Let \(X\) and \(Y\) be independent standard Normal r.v.s and let \(R^2=X^2 + Y^2\) (where \(R>0\) is the distance from \((X,Y)\) to the origin).

  1. The distribution of \(R^2\) is an example of three of the important distributions we have seen (in ‘Probability!’ we have only learned about two of these distributions, so you only need to mention two). State which three of these distributions \(R^2\) is an instance of, specifying the parameter values.

  2. Find the PDF of \(R\).

  3. Find \(P(X>2Y+3)\) in terms of the standard Normal CDF \(\Phi\).

  4. Compute \(\textrm{Cov}(R^2,X)\). Are \(R^2\) and \(X\) independent?

BH 10.32

Let \(Z_1,...,Z_n \sim N(0,1)\) be i.i.d.

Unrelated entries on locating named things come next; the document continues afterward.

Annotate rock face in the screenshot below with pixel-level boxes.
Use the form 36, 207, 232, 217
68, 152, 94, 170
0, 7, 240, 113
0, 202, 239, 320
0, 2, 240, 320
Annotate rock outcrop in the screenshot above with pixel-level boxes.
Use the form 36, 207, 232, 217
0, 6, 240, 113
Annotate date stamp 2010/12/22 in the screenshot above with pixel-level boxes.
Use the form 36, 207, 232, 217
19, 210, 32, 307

  1. As a function of \(Z_1\), create an Expo(\(1\)) r.v. \(X\) (your answer can also involve the standard Normal CDF \(\Phi\)).

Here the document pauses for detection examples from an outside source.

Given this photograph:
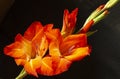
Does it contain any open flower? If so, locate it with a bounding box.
[4,9,90,77]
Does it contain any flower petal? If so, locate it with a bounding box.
[65,47,90,61]
[55,58,72,75]
[4,34,31,58]
[37,57,53,76]
[24,56,41,77]
[24,21,43,40]
[60,34,87,55]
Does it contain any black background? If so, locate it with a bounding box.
[0,0,120,79]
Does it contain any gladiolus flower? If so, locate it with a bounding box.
[4,9,90,77]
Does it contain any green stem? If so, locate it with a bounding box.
[15,68,27,79]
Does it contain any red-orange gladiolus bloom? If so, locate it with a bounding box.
[4,9,90,77]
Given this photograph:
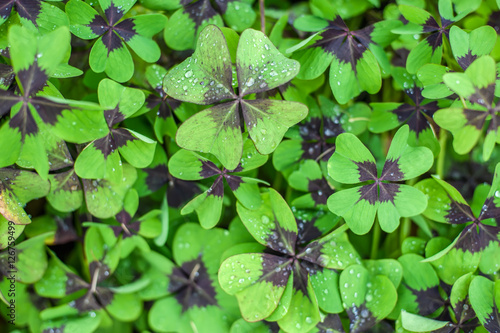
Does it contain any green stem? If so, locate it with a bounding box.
[370,219,382,259]
[436,129,448,179]
[399,217,411,247]
[272,171,283,192]
[259,0,266,34]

  2. we haven’t learned the relevant information for this part

  3. Let \(X_1 = 3 Z_1 - 2 Z_2\) and \(X_2 = 4Z_1 + 6Z_2\). Determine whether \(X_1\) and \(X_2\) are independent (be sure to mention which results you’re using).

BH 10.33

Let \(X_1, X_2, \dots\) be i.i.d. positive r.v.s. with mean \(\mu\), and let \(W_n = \frac{X_1}{X_1+\dots + X_n}.\)

  1. Find \(E(W_n).\)

  2. What random variable does \(nW_n\) converge to (with probability \(1\)) as \(n \to \infty\)?

  3. For the case that \(X_j \sim Expo(\lambda)\), find the distribution of \(W_n\), preferably without using calculus. (If it is one of the named distributions, state its name and specify the parameters; otherwise, give the PDF.)


Blitzstein, J. K., and J. Hwang. 2014. Introduction to Probability. Chapman & Hall/CRC Texts in Statistical Science. CRC Press.